This image (click to embiggen) also tells a variety of stories despite the hairballness of the network. There are two distinct clusters of nodes: the bluish cluster corresponds to articles highly correlated with each other as they deal with topics pertaining to the bombing itself. These articles are the infrequently trafficked articles that all of a sudden attracted attention all together because of the bombings. The greenish cluster on the lower right reveals articles that are linked from the bombing article but aren’t tightly correlated with the bombing topics but are correlated with each other. These articles are more frequently trafficked and less closely related to the events themselves and pertain to major social institutions like newspapers, government agencies, and financial markets. Their clustering together suggests that being only loosely-related to the bombing itself, nevertheless remain closely-related to each other over time. Thus, this network suggests at least two distinct patterns of on-going Wikipedia use: abrupt information seeking about topics that are suddenly in the news versus on-going information seeking about institutions that are regularly in the news.

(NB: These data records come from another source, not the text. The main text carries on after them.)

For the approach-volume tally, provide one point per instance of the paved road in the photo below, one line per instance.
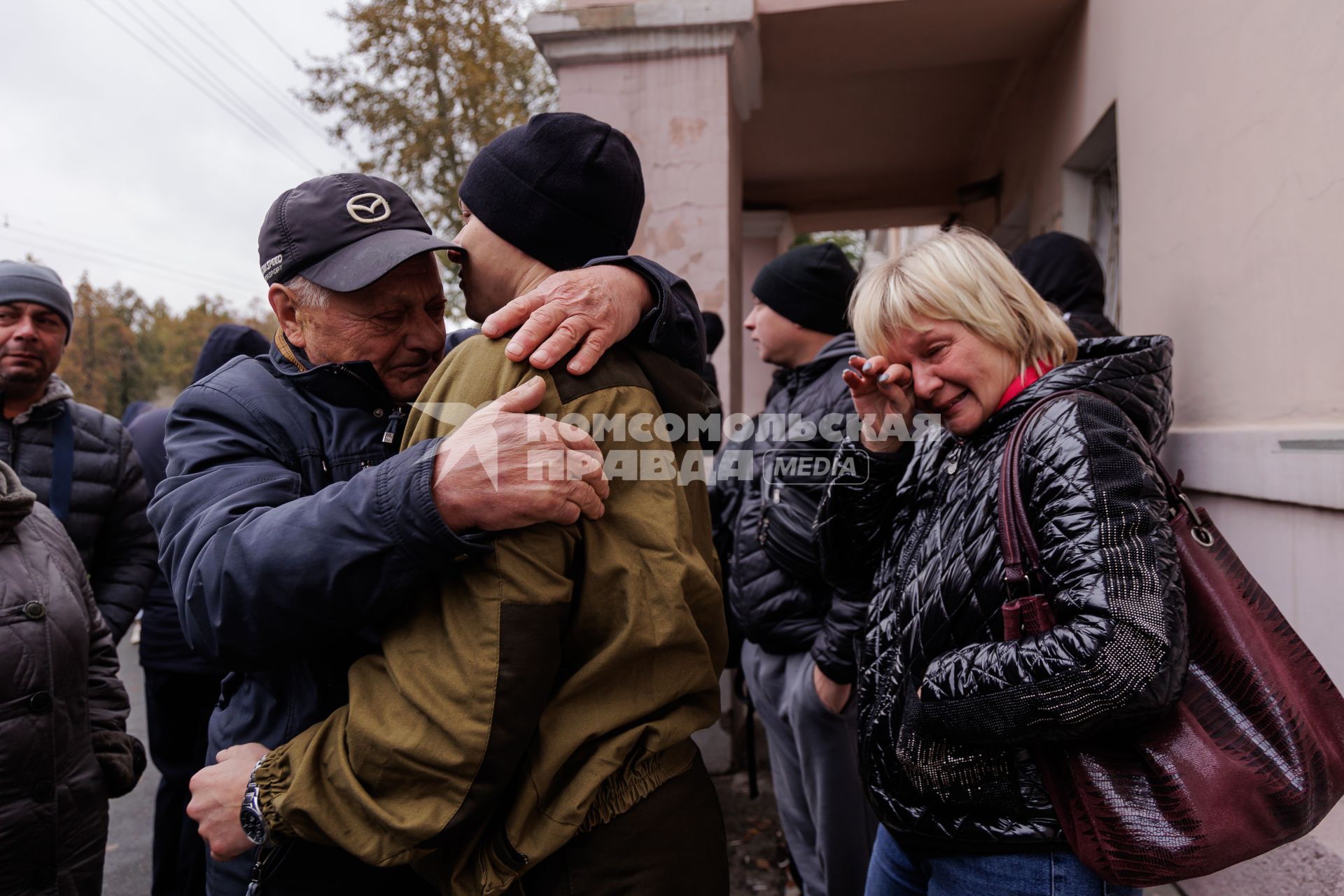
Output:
(130, 836)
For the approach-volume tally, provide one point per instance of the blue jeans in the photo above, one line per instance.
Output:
(894, 872)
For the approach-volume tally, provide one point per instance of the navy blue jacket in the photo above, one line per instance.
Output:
(162, 643)
(289, 526)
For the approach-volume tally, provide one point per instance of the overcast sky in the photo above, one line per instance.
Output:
(115, 164)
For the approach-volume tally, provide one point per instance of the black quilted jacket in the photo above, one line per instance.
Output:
(776, 587)
(946, 769)
(108, 498)
(62, 708)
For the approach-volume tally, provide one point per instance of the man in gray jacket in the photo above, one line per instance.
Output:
(290, 526)
(62, 708)
(76, 458)
(799, 654)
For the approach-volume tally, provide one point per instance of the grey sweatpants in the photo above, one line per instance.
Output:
(815, 769)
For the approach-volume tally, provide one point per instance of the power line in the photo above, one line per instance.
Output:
(169, 42)
(66, 245)
(245, 69)
(197, 85)
(267, 34)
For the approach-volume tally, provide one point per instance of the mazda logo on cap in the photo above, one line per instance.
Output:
(369, 209)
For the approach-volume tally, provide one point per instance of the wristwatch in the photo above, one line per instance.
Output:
(254, 824)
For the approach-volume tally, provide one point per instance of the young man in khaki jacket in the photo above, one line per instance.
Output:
(533, 720)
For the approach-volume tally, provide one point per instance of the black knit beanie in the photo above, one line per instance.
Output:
(565, 188)
(811, 286)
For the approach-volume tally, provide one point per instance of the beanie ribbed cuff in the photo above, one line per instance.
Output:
(800, 305)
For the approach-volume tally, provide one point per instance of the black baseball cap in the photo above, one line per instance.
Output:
(342, 232)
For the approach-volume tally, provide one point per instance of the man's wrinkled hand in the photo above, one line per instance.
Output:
(217, 798)
(504, 469)
(596, 305)
(834, 696)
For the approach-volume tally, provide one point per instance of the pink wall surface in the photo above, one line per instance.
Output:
(679, 115)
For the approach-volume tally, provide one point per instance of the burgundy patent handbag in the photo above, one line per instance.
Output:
(1250, 758)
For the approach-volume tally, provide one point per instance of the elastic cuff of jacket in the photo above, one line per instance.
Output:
(273, 777)
(406, 491)
(841, 673)
(651, 324)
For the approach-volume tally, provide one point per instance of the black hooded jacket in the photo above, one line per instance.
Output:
(776, 587)
(1066, 273)
(944, 701)
(162, 641)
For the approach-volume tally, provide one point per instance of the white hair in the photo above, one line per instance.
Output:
(307, 293)
(960, 276)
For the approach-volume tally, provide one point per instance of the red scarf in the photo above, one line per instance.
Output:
(1027, 378)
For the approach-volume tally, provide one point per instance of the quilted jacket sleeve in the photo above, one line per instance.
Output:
(125, 561)
(261, 571)
(1119, 650)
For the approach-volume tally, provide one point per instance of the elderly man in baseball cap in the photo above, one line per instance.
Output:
(289, 526)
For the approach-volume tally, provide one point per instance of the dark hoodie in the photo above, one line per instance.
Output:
(162, 643)
(1066, 273)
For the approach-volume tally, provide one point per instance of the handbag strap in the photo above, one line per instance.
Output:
(1022, 554)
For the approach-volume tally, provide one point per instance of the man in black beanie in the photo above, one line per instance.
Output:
(534, 718)
(799, 654)
(1066, 273)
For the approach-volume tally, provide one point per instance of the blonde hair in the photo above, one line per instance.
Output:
(960, 276)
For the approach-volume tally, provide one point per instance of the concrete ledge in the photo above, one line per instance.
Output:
(657, 30)
(1294, 465)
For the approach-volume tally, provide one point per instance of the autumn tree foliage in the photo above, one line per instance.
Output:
(125, 349)
(424, 85)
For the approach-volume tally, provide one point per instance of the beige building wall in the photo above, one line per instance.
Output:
(1230, 127)
(1230, 143)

As always, this is simply a first cut of the analysis and I’m working on some other analyses that look at the pageview data at an hourly level of resolution and expand the corpus of articles from simply the articles linked from the bombing article to all other English Wikipedia articles. So stay tuned for more.

Co-authorship patterns around Pope Francis

A little late in coming, but here’s a pretty picture based on a conference submission I’m preparing.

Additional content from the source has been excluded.